The New Mexico governor Bruce King announced a panel in 1990 to create a contract with New Mexico Indian bands. When the panel came to an accord with 2 big local tribes a year later, Governor King declined to sign the bargain. He held up a deal until 1994.
When a new governor took over in 1995, it seemed that American Indian betting in New Mexico was a certainty. But when Governor Gary Johnson signed the accord with the Native tribes, anti-wagering groups were able to hold the contract up in the courts. A New Mexico court ruled that Governor Johnson had overstepped his bounds in signing the deal, thereby denying the government of New Mexico hundreds of thousands of dollars in licensing revenues over the next several years.

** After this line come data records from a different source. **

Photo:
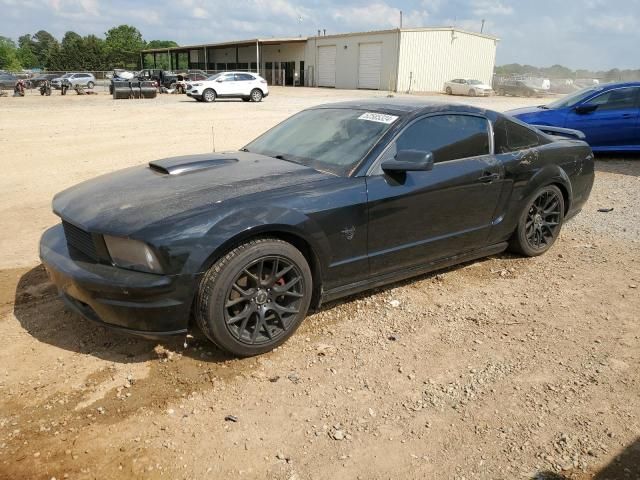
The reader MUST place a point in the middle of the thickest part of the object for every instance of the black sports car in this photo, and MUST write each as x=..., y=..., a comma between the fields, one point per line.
x=335, y=200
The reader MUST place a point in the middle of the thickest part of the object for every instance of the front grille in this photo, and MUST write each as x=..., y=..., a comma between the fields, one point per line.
x=80, y=240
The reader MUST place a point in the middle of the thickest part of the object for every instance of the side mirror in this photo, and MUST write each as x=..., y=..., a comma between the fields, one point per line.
x=409, y=161
x=585, y=108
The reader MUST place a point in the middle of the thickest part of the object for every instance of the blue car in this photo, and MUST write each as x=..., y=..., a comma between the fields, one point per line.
x=608, y=115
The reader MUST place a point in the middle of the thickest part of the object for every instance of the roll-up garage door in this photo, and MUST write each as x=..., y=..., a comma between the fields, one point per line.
x=327, y=66
x=369, y=65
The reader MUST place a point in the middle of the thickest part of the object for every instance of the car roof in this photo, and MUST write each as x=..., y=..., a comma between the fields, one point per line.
x=404, y=106
x=619, y=84
x=233, y=71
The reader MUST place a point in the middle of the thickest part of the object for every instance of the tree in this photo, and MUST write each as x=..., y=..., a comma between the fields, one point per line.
x=123, y=45
x=8, y=55
x=161, y=44
x=25, y=53
x=44, y=45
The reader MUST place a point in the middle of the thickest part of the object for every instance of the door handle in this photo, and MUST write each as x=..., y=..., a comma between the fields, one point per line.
x=489, y=177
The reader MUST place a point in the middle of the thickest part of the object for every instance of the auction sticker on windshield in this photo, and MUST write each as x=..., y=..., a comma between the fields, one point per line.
x=378, y=117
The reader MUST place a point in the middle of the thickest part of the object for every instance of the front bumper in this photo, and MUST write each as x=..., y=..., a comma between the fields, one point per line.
x=139, y=303
x=192, y=94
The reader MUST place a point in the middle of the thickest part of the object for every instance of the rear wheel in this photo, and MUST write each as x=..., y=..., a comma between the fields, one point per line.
x=252, y=299
x=256, y=95
x=209, y=95
x=540, y=223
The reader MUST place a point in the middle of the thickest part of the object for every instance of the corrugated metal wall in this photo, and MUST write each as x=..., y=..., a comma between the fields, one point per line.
x=347, y=56
x=430, y=58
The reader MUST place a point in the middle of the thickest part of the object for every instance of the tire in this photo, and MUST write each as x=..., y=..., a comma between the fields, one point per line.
x=209, y=95
x=256, y=95
x=236, y=307
x=540, y=223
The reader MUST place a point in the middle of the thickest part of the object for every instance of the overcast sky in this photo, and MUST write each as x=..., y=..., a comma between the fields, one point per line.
x=595, y=34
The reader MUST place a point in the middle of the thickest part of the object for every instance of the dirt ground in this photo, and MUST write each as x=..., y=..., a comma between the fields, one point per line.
x=503, y=368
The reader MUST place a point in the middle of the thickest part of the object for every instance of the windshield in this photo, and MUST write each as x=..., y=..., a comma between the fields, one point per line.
x=333, y=140
x=572, y=99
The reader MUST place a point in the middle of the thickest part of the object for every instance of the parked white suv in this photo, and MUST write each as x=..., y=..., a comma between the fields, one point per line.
x=80, y=79
x=461, y=86
x=244, y=85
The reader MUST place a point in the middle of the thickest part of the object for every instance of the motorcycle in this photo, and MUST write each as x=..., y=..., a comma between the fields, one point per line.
x=45, y=88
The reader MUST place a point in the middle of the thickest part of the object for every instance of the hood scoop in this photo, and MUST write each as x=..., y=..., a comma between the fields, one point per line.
x=190, y=163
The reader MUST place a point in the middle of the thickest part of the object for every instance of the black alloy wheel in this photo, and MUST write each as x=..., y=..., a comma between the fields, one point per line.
x=256, y=95
x=264, y=299
x=209, y=95
x=254, y=297
x=540, y=224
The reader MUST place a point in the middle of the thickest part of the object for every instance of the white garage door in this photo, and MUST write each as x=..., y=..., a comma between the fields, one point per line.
x=370, y=65
x=327, y=66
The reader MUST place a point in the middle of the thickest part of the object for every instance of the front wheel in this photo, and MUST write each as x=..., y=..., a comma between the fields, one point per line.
x=209, y=95
x=256, y=95
x=254, y=297
x=540, y=223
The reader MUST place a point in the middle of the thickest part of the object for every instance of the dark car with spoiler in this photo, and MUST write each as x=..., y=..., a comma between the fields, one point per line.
x=335, y=200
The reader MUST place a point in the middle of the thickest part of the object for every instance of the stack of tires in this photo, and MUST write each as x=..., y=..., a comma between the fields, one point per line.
x=134, y=89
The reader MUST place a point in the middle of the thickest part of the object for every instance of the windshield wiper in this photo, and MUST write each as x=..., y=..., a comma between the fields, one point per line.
x=286, y=159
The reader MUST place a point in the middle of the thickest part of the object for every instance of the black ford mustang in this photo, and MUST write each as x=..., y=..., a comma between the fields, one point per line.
x=335, y=200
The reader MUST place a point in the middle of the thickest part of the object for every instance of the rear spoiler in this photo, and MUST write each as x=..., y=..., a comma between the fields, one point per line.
x=561, y=132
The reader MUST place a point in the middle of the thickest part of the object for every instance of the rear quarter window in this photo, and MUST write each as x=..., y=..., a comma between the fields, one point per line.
x=512, y=137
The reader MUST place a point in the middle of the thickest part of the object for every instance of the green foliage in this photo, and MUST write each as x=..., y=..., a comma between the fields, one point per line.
x=161, y=44
x=9, y=55
x=25, y=53
x=123, y=46
x=120, y=48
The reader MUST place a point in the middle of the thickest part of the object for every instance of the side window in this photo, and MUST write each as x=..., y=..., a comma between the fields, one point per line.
x=511, y=137
x=617, y=99
x=448, y=137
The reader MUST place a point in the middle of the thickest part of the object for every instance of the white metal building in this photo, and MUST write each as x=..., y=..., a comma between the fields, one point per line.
x=409, y=59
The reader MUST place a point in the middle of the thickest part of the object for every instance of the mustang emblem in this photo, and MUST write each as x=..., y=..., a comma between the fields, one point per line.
x=349, y=232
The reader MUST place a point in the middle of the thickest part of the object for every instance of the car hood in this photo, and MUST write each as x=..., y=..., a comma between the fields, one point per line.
x=525, y=111
x=127, y=201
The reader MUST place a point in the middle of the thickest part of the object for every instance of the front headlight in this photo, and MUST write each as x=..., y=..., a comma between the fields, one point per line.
x=133, y=254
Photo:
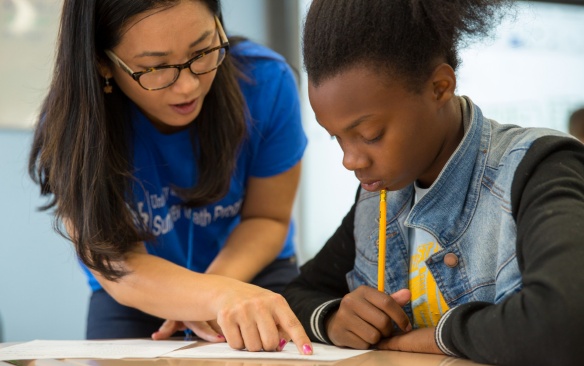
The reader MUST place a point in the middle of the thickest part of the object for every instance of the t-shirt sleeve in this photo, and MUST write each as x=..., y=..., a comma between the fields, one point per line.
x=282, y=140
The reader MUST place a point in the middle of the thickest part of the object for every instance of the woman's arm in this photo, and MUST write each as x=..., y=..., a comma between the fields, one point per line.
x=260, y=236
x=249, y=316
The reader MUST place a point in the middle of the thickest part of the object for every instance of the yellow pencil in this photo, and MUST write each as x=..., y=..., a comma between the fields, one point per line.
x=381, y=259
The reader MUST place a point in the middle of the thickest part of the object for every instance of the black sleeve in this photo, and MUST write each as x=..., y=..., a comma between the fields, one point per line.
x=321, y=285
x=543, y=323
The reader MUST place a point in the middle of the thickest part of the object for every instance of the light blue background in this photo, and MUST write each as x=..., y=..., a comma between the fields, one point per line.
x=43, y=294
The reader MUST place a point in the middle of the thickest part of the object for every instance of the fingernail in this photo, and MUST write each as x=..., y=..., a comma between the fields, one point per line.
x=282, y=344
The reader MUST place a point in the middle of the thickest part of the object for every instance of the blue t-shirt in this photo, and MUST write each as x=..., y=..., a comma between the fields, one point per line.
x=275, y=142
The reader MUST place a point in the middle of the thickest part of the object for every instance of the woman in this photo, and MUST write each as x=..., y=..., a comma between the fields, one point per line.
x=166, y=161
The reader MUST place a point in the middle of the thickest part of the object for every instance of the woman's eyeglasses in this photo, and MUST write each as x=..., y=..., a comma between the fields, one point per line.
x=156, y=78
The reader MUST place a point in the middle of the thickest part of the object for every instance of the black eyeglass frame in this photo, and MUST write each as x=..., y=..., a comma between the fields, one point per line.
x=136, y=75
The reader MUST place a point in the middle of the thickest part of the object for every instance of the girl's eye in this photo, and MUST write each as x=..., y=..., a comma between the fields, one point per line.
x=373, y=140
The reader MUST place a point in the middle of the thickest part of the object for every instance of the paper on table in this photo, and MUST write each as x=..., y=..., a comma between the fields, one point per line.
x=125, y=348
x=322, y=352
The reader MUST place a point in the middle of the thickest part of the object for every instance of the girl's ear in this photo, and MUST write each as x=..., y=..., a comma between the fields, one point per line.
x=443, y=83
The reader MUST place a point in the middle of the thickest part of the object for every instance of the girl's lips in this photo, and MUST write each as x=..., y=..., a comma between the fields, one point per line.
x=185, y=108
x=371, y=187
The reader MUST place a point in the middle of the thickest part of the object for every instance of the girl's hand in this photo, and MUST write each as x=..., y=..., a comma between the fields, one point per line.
x=418, y=340
x=207, y=330
x=365, y=317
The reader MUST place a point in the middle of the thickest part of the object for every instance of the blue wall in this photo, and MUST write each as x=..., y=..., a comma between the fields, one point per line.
x=43, y=294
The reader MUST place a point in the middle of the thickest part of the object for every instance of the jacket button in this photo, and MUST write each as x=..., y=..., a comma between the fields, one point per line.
x=451, y=260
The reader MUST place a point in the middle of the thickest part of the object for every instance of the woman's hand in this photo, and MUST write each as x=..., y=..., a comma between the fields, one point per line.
x=365, y=317
x=256, y=319
x=207, y=330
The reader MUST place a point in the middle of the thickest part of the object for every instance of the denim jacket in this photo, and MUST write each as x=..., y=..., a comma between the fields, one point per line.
x=467, y=210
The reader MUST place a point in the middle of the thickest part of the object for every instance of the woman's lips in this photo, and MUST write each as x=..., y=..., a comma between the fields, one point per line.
x=185, y=108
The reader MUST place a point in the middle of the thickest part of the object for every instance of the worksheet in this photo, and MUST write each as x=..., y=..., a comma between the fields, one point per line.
x=116, y=349
x=322, y=352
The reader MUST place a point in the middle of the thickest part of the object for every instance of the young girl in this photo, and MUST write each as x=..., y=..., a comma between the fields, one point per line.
x=484, y=233
x=170, y=153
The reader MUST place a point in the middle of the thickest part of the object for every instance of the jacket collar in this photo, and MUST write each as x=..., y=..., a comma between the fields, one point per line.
x=448, y=207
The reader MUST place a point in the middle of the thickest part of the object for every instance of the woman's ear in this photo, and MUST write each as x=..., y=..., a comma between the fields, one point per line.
x=443, y=83
x=104, y=70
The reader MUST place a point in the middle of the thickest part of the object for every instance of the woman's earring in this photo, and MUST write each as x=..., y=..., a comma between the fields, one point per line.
x=107, y=88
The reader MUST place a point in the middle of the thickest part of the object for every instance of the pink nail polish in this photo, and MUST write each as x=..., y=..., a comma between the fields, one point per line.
x=282, y=344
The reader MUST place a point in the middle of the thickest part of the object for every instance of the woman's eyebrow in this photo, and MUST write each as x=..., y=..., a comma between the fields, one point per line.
x=203, y=36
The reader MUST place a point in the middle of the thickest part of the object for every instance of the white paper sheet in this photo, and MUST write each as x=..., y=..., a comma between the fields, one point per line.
x=290, y=352
x=126, y=348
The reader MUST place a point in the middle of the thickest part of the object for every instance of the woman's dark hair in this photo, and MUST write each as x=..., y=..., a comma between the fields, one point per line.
x=403, y=38
x=81, y=153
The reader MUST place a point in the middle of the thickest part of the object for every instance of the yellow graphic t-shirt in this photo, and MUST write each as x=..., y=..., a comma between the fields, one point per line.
x=427, y=302
x=428, y=305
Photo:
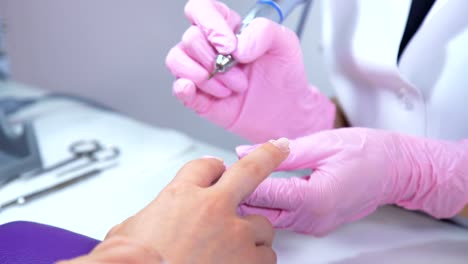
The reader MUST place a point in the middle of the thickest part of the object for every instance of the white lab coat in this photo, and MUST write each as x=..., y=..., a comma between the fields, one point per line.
x=426, y=94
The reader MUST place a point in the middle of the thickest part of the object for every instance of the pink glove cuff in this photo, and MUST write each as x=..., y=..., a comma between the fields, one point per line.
x=311, y=113
x=438, y=182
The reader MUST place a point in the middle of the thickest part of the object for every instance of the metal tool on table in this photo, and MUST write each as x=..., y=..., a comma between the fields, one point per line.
x=19, y=150
x=275, y=10
x=22, y=199
x=92, y=151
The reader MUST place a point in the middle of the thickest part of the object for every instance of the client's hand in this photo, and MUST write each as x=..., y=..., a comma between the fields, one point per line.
x=194, y=219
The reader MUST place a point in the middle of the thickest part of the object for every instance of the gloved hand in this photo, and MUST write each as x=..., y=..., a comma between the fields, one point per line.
x=355, y=171
x=266, y=95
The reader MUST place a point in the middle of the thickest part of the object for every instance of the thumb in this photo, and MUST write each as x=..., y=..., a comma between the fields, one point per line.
x=305, y=153
x=265, y=36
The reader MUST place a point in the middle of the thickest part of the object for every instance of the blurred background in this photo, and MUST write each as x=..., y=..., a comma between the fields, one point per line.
x=113, y=51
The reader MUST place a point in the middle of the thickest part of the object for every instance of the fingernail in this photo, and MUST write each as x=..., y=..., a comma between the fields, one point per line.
x=244, y=149
x=211, y=157
x=282, y=144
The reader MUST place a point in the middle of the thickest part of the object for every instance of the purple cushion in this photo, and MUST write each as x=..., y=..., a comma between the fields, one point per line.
x=26, y=242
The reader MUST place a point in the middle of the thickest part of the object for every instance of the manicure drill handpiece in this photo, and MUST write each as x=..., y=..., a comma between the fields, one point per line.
x=275, y=10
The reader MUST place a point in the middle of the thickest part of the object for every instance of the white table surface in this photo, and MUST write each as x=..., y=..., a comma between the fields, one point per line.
x=150, y=158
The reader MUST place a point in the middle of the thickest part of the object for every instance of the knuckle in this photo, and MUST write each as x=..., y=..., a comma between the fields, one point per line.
x=251, y=167
x=242, y=229
x=193, y=33
x=176, y=189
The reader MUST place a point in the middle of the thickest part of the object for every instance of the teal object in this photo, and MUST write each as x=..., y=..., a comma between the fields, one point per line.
x=4, y=64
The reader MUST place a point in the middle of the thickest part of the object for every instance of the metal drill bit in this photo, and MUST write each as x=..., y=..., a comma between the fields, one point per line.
x=213, y=74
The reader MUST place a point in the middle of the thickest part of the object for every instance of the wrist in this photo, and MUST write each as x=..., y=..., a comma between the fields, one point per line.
x=436, y=178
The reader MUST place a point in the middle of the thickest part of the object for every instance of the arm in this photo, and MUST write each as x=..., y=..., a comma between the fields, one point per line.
x=195, y=220
x=118, y=250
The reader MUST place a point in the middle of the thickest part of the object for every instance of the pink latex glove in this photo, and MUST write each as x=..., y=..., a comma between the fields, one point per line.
x=357, y=170
x=266, y=96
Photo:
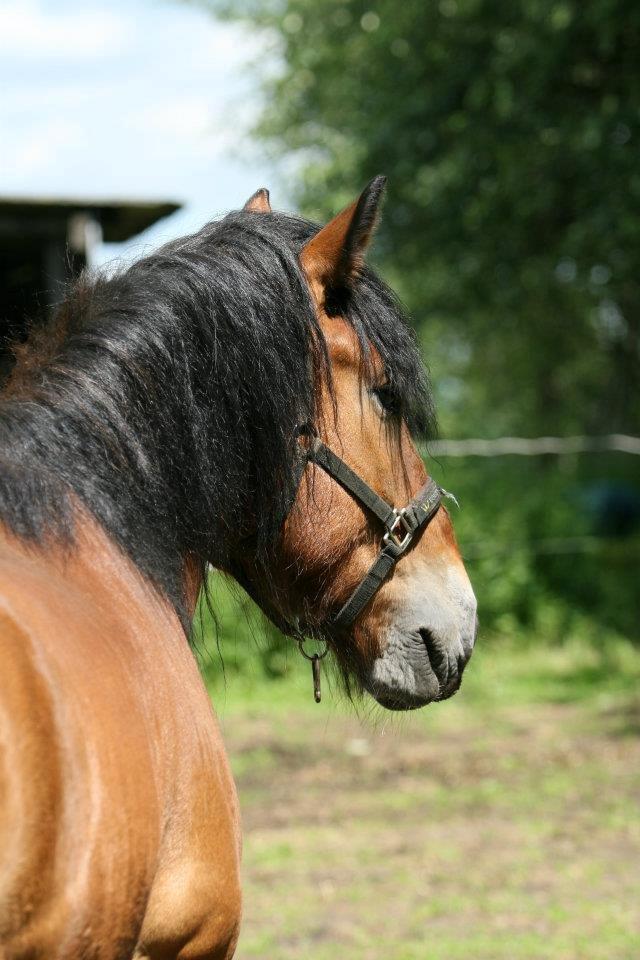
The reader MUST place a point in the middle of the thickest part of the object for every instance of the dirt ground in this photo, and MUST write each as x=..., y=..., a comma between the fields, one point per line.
x=469, y=830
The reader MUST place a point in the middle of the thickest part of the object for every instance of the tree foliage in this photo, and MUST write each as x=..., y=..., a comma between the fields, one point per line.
x=509, y=132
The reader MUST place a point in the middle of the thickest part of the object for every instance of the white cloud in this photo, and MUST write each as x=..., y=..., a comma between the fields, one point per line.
x=30, y=31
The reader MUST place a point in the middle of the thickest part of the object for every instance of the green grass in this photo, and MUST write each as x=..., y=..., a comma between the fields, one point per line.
x=501, y=825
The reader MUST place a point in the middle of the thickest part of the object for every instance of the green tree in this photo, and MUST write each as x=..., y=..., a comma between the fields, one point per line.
x=509, y=131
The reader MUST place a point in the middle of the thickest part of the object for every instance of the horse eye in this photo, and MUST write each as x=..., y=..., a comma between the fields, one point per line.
x=387, y=398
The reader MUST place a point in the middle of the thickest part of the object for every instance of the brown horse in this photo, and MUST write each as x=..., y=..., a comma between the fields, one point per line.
x=162, y=423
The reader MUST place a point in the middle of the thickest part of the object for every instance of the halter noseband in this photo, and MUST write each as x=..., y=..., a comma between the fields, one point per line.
x=401, y=525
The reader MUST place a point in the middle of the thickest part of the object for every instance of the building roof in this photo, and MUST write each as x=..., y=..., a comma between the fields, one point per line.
x=43, y=216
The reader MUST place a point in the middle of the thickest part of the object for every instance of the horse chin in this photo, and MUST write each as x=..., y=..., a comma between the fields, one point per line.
x=413, y=671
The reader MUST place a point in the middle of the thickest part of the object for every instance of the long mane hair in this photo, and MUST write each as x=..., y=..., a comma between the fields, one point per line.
x=165, y=399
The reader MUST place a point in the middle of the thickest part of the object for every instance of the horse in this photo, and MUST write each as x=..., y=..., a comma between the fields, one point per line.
x=246, y=398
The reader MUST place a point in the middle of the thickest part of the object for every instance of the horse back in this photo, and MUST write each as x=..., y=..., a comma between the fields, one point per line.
x=118, y=821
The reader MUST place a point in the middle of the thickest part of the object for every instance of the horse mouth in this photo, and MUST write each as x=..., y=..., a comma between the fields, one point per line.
x=441, y=669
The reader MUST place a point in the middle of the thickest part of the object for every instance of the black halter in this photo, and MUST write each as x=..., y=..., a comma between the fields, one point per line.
x=401, y=525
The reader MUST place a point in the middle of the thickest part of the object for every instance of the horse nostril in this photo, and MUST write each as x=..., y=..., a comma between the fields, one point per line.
x=437, y=656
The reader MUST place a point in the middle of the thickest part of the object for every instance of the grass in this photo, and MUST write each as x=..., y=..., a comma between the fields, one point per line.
x=501, y=825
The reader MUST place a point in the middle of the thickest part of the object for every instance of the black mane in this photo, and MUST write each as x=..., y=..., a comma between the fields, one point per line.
x=166, y=398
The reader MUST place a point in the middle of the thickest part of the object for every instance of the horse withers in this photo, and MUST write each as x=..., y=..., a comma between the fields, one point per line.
x=210, y=405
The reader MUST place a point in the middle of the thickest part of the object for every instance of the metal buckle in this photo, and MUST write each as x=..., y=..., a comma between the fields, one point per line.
x=393, y=536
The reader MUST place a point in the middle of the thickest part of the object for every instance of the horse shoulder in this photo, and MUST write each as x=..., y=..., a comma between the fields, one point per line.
x=116, y=749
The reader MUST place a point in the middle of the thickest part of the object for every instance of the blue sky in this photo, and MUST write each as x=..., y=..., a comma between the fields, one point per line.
x=145, y=99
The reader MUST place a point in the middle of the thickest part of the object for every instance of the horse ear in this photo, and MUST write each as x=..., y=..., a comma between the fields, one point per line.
x=258, y=202
x=335, y=255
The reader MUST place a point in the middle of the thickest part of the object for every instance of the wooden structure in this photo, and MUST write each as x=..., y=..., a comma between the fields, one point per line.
x=45, y=242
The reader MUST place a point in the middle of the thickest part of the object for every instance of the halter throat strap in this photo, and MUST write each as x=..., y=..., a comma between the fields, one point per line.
x=401, y=525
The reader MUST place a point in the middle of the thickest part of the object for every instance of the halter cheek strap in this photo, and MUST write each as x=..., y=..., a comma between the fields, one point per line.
x=401, y=525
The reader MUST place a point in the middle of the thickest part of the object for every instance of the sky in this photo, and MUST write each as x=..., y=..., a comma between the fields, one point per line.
x=146, y=99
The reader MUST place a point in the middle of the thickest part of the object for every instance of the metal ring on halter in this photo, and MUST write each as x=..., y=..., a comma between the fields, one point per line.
x=312, y=656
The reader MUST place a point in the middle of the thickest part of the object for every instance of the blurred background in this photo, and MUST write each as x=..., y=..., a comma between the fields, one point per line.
x=503, y=824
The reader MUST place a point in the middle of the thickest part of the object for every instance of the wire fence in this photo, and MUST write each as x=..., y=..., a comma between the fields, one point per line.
x=534, y=446
x=625, y=546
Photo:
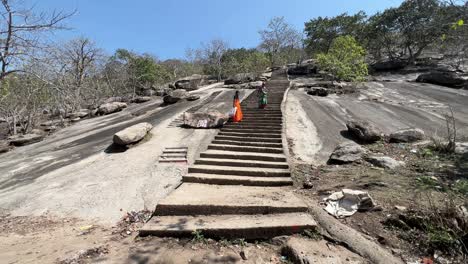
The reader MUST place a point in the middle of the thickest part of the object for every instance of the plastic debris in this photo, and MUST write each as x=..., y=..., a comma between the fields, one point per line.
x=347, y=202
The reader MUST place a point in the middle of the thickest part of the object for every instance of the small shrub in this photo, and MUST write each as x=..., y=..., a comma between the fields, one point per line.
x=441, y=239
x=198, y=237
x=240, y=241
x=313, y=234
x=461, y=186
x=345, y=60
x=426, y=183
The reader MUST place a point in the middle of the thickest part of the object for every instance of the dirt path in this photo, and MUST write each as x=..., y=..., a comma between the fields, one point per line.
x=102, y=186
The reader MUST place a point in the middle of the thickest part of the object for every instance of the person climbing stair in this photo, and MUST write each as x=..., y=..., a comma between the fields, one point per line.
x=237, y=117
x=262, y=96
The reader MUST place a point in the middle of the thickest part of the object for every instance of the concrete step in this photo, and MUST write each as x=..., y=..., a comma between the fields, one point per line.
x=263, y=119
x=245, y=149
x=242, y=163
x=263, y=115
x=219, y=154
x=267, y=112
x=248, y=139
x=237, y=180
x=230, y=226
x=258, y=135
x=251, y=126
x=207, y=199
x=247, y=144
x=253, y=130
x=239, y=171
x=258, y=122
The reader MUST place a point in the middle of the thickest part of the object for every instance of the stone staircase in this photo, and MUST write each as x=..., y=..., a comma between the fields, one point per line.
x=241, y=186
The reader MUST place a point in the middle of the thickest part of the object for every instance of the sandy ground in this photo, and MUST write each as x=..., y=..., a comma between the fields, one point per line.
x=101, y=186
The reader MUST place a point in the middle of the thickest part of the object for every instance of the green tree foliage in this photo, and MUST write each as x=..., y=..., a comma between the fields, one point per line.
x=143, y=70
x=243, y=60
x=399, y=33
x=406, y=31
x=321, y=31
x=344, y=60
x=280, y=42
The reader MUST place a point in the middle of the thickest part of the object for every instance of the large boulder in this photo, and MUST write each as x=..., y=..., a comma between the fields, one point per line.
x=163, y=91
x=114, y=99
x=50, y=123
x=302, y=69
x=4, y=147
x=407, y=135
x=22, y=140
x=132, y=134
x=80, y=114
x=384, y=162
x=175, y=96
x=363, y=131
x=110, y=108
x=141, y=99
x=450, y=79
x=461, y=147
x=193, y=97
x=347, y=152
x=189, y=83
x=392, y=65
x=241, y=78
x=255, y=85
x=318, y=91
x=211, y=119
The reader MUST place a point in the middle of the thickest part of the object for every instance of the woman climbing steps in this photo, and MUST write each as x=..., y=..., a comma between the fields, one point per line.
x=237, y=117
x=262, y=96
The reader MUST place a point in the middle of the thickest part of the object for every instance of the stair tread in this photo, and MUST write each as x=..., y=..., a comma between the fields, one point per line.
x=226, y=152
x=226, y=199
x=238, y=168
x=247, y=147
x=218, y=179
x=247, y=226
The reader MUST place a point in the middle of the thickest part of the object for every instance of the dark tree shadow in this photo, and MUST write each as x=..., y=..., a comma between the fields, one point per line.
x=347, y=135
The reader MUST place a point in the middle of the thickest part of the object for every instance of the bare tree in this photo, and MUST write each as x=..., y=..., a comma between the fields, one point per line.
x=20, y=34
x=212, y=54
x=279, y=37
x=78, y=59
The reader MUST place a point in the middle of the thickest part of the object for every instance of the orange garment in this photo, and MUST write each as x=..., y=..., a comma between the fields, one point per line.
x=238, y=115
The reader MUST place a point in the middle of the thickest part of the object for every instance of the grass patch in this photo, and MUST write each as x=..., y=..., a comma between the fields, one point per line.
x=427, y=183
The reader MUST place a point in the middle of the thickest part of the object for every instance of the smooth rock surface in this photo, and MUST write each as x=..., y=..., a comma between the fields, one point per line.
x=141, y=99
x=132, y=134
x=363, y=131
x=4, y=147
x=384, y=162
x=190, y=83
x=210, y=119
x=21, y=140
x=346, y=153
x=450, y=79
x=175, y=96
x=110, y=108
x=241, y=78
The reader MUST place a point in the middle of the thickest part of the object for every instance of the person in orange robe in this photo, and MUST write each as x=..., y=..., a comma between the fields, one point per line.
x=238, y=115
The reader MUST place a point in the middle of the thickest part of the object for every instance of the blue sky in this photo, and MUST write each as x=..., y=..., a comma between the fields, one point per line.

It took the Compact Negotiation Act, signed by the New Mexico legislature, to get the ball rolling on a full compact between the State of New Mexico and its American Indian tribes. A decade had been squandered for gaming in New Mexico, including Native casino Bingo.
The not for profit Bingo business has grown from 1999. That year, New Mexico not for profit game owners acquired just $3,048 in revenues. This number grew to $725,150 in 2000, and surpassed a million dollars in revenues in 2001. Non-profit Bingo revenues have grown constantly since that time. Two Thousand and Five witnessed the biggest year, with $1,233,289 grossed by the operators.
Bingo is categorically favored in New Mexico. All kinds of owners try for a bit of the action. With hope, the politicos are done batting over gaming as a hot button factor like they did back in the 1990’s. That is most likely hopeful thinking.